A high rate of clinical response to IFX has been shown in other studies. Cucchiara et al (12) reviewed 22 (4 acute, 18 chronic active) patients with UC retrospectively, and found results comparable with ours (response rate 82%). A randomized controlled study by Hyams et al (14) demonstrated a short-term response rate of 73% (week 8, n = 60). Similarly, in a prospective study Turner et al (21) found a short-term response in 76% of steroid-refractory children with acute severe disease (n = 33). A systematic review by Turner and Griffiths (22) of 6 studies of acute severe UC (including (21)) reported “response-by-discharge” rate at 75% (95% CI 67–83). In our study the total response rate (full or partial remission) was 31 of 45 (69%).
The 1- and 2-year risks of subsequently being treated with SST (32% and 48%) in our study were lower than previously reported in another descriptive study by Hyams et al (23). Their study included 52 patients with UC with a median follow-up of 30 months, and reported a 1- and 2-year SST-free rate of 38% (15/38) and 32% (9/28), corresponding to a risk of 62% and 68%, respectively. The numbers are not directly comparable because study designs are different, and the follow-up time in our study is shorter (median 15 vs 30 months).
The 1- and 2-year cumulative risks of colectomy after start of IFX treatment in our study (21% and 26%, respectively) were lower than previously reported. Hyams et al (23) found 1- and 2-year colectomy rates of 28% and 39%, respectively. The aforementioned systematic review of acute severe UC (including (21,23)) reported a “long-term colectomy-free” rate of 64% (95% CI 56–72) (22). The description “long-term” ranged from 6 to 27 months in the different studies. Cucchiara et al (12) found, during a 54-week retrospective follow-up, that 7 of 22 (32%) underwent colectomy. The use of IFX in UC has become more common, and the lower risk of colectomy in recent studies could reflect that treatment with IFX was reserved for the most critically ill patients in the earlier studies. When the group of patients eligible for IFX treatment is expanded to include the less critically ill, it is conceivable that the colectomy rate would fall owing to a reduced a priori risk of colectomy in the treatment group.

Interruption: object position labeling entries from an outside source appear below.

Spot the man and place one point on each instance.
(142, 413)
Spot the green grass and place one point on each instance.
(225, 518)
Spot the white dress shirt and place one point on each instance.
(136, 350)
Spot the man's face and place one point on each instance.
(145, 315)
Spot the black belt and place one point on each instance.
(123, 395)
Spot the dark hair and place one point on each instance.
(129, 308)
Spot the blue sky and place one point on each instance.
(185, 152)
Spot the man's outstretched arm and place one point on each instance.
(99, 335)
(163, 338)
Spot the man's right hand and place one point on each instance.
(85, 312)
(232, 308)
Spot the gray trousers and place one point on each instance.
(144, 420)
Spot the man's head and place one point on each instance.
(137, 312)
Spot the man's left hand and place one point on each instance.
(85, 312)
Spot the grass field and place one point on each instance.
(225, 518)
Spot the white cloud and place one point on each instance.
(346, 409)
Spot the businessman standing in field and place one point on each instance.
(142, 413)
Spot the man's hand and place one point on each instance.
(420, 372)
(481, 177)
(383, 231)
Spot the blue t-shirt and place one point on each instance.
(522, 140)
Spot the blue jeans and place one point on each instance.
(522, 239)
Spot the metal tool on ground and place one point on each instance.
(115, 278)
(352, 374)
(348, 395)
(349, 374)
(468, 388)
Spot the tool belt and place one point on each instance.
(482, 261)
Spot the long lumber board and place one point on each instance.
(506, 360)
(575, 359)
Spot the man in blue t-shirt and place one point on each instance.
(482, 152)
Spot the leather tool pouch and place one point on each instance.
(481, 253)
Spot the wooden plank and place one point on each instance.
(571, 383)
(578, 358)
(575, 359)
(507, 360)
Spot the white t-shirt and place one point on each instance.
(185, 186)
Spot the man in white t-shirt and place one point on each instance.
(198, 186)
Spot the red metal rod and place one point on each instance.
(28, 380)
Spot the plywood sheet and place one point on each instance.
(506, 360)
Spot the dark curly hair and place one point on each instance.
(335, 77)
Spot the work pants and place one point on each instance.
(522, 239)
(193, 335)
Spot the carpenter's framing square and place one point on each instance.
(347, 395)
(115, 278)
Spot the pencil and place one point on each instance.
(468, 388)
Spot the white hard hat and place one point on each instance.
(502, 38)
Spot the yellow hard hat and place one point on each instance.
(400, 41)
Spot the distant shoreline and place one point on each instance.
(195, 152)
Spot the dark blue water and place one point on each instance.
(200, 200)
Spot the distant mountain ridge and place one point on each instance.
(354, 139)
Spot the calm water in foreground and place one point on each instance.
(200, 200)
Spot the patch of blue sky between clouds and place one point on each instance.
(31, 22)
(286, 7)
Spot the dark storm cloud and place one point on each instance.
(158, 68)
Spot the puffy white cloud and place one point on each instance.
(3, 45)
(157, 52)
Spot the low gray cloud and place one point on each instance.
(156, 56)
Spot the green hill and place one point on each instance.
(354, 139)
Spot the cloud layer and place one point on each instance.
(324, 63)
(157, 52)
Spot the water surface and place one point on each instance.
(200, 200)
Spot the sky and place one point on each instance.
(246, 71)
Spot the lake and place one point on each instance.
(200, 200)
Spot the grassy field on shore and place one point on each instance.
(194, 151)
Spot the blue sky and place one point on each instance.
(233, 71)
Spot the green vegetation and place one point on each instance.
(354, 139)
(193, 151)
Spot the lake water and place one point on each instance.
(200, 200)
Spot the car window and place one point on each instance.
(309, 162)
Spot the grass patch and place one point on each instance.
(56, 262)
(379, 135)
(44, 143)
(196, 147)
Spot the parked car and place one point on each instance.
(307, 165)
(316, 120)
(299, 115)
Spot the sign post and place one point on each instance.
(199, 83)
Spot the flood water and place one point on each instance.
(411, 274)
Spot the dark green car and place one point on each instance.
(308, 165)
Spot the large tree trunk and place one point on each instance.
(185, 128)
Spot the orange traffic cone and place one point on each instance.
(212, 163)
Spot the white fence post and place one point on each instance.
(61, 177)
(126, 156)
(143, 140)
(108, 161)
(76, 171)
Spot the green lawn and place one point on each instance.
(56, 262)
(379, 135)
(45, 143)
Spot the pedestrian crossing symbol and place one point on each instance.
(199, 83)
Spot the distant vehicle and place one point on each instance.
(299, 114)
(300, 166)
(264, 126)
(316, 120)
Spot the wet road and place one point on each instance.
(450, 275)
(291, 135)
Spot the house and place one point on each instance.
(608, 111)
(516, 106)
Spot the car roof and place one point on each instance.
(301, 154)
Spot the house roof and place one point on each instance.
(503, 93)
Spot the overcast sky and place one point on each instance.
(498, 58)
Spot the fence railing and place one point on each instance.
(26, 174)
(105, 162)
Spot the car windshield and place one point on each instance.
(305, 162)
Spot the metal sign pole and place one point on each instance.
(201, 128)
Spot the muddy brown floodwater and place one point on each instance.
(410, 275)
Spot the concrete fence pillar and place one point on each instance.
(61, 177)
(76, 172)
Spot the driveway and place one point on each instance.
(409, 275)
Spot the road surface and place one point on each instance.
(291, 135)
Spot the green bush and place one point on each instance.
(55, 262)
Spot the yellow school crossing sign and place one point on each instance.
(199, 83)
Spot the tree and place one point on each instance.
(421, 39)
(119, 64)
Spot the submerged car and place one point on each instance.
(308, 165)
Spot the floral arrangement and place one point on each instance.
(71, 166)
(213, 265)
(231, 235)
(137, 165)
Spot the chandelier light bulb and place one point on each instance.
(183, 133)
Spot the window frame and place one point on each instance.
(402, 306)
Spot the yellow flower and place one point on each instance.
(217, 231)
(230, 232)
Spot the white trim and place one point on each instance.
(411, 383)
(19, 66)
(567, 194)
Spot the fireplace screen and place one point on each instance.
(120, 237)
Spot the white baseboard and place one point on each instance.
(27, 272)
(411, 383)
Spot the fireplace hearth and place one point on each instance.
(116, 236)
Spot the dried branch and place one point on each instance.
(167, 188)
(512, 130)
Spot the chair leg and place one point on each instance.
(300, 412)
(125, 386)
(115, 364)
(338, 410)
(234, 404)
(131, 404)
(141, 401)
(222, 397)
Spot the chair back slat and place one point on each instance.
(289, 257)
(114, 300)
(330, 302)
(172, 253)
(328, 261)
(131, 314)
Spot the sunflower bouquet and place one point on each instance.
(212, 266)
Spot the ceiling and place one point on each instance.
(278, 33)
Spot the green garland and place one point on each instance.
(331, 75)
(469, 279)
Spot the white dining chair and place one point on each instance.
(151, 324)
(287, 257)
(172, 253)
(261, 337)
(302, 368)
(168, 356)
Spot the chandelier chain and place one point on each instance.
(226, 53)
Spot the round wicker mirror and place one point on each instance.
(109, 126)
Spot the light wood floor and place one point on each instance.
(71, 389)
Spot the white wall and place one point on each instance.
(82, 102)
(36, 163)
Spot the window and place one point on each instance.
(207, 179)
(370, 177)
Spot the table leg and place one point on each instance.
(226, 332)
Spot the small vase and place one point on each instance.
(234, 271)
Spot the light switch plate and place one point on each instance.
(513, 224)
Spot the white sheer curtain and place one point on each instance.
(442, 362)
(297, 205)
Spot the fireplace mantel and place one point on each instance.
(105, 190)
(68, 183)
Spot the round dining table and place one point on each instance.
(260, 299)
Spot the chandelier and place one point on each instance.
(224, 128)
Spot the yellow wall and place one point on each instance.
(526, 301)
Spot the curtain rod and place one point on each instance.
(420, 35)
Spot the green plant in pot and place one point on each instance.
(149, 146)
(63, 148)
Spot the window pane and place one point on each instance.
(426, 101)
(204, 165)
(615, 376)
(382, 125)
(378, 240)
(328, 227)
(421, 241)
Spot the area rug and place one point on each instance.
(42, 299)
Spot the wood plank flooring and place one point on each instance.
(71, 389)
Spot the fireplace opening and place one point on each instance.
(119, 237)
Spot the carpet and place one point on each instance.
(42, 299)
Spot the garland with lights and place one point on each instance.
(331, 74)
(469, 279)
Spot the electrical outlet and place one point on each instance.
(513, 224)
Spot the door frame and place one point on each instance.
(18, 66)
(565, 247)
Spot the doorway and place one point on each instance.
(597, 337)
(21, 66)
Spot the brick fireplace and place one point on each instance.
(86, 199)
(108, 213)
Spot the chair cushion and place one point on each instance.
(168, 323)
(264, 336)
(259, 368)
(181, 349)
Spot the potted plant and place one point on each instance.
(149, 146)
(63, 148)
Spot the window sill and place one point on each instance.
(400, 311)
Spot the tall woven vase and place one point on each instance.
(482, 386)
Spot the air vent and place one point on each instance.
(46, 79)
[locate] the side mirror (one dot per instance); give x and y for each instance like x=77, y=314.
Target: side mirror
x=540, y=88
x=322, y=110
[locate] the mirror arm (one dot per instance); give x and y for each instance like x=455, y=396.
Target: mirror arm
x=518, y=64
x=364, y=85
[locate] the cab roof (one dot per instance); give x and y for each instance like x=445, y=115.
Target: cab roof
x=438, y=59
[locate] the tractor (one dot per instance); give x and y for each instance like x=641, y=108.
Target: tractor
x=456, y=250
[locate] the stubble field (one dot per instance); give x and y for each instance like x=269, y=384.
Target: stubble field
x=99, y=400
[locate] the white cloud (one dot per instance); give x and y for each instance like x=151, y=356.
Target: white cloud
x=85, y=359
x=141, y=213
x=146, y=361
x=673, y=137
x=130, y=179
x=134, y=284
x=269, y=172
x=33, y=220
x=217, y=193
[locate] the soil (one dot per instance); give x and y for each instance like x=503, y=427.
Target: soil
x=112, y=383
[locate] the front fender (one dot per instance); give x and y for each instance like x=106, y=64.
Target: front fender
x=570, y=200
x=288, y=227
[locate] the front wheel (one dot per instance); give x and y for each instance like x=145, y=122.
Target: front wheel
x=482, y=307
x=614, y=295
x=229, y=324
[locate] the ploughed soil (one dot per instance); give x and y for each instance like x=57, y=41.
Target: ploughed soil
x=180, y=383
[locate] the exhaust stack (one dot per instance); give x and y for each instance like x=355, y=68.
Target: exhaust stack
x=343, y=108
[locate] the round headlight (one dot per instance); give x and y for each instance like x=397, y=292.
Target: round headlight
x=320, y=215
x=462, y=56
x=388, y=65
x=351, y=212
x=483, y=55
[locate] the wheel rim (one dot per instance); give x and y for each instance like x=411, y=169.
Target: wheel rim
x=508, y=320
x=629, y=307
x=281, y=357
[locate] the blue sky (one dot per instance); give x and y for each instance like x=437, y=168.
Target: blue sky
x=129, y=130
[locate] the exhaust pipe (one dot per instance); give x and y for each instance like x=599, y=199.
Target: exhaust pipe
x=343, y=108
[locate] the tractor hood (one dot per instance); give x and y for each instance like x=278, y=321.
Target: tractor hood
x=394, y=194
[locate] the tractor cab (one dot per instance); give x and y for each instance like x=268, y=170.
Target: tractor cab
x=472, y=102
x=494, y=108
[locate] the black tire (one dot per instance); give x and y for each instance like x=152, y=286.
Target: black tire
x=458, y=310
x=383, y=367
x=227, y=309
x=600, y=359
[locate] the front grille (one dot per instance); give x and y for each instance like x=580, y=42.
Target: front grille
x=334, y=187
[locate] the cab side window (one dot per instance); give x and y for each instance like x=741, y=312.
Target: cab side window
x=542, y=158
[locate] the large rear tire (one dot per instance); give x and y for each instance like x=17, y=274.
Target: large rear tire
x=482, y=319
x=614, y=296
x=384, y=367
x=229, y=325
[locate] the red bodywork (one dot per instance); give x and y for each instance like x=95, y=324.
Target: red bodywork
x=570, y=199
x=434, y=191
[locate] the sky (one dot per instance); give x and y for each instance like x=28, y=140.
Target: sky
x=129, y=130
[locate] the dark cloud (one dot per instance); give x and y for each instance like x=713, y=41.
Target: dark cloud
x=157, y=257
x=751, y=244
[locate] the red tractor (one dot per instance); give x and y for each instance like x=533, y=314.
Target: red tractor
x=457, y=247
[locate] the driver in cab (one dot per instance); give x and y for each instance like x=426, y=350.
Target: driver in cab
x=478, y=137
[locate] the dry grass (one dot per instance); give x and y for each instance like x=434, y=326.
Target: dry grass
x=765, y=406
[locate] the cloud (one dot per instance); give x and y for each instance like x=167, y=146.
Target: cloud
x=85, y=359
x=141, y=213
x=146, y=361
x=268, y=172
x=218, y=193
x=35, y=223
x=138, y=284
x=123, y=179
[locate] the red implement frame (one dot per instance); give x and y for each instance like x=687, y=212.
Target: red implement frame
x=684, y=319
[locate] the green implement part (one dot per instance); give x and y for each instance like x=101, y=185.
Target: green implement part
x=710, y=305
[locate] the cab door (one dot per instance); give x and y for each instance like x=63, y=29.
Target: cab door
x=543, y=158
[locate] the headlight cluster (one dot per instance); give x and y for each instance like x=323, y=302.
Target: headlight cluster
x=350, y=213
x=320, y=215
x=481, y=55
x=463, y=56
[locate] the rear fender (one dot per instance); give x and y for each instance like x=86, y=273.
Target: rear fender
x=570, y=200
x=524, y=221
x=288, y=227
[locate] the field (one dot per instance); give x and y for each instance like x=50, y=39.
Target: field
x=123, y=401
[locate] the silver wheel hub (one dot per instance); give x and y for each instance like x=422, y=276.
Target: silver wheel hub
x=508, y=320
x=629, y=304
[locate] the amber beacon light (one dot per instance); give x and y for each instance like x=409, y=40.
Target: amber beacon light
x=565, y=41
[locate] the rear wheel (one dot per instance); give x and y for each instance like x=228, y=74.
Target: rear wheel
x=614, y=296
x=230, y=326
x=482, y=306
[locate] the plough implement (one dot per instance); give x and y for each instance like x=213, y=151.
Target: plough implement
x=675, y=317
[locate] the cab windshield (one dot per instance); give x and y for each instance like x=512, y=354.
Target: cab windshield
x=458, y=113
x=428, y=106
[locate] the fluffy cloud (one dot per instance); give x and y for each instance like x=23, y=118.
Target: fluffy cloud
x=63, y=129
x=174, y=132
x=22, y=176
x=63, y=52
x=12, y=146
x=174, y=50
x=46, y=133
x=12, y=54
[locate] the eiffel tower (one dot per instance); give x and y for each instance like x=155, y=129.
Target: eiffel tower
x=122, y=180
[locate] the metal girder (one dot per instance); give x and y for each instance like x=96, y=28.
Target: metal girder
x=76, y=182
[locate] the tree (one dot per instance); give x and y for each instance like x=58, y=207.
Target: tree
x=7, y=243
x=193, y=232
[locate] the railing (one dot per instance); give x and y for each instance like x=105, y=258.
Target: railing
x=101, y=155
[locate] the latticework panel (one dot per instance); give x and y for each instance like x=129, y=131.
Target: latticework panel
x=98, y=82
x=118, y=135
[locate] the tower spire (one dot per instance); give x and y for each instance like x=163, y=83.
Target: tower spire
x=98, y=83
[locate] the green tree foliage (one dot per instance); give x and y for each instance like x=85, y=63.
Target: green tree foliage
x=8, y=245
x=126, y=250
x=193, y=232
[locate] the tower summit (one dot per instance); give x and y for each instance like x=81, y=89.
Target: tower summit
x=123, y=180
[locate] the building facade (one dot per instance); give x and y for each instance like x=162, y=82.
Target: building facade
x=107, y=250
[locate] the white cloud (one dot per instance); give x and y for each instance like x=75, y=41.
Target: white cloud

Our reported frequency of mild and moderate infusion reactions are comparable with other studies of IFX-treated children with UC (12,14,24) and CD (24). Records regarding adverse events were unavailable in 5 cases (11%). This could have led to a slight underestimate of mild adverse reactions, which was not noted in the physicians’ records. In addition to the 3 severe events, there was 1 case in which a moderate infusion–related reaction was cited as the major reason for discontinuation of the treatment. There were fewer infections than previously reported (14), which could be because of the retrospective nature of the study and the relatively small number of patients. More infections may have occurred, and may have been treated outside the hospital setting. The case of anaphylaxis occurred during adult follow-up.
This retrospective study in 45 patients supports the use of IFX in children with UC refractory to conventional treatment. Patients with full or partial remission at 6 weeks have a low risk of colectomy and the treatment is generally well tolerated. Furthermore, the risk of starting a new course of SST after 2 years was lower than previously reported; however, a substantial number of patients received a subsequent course of SST during the follow-up period.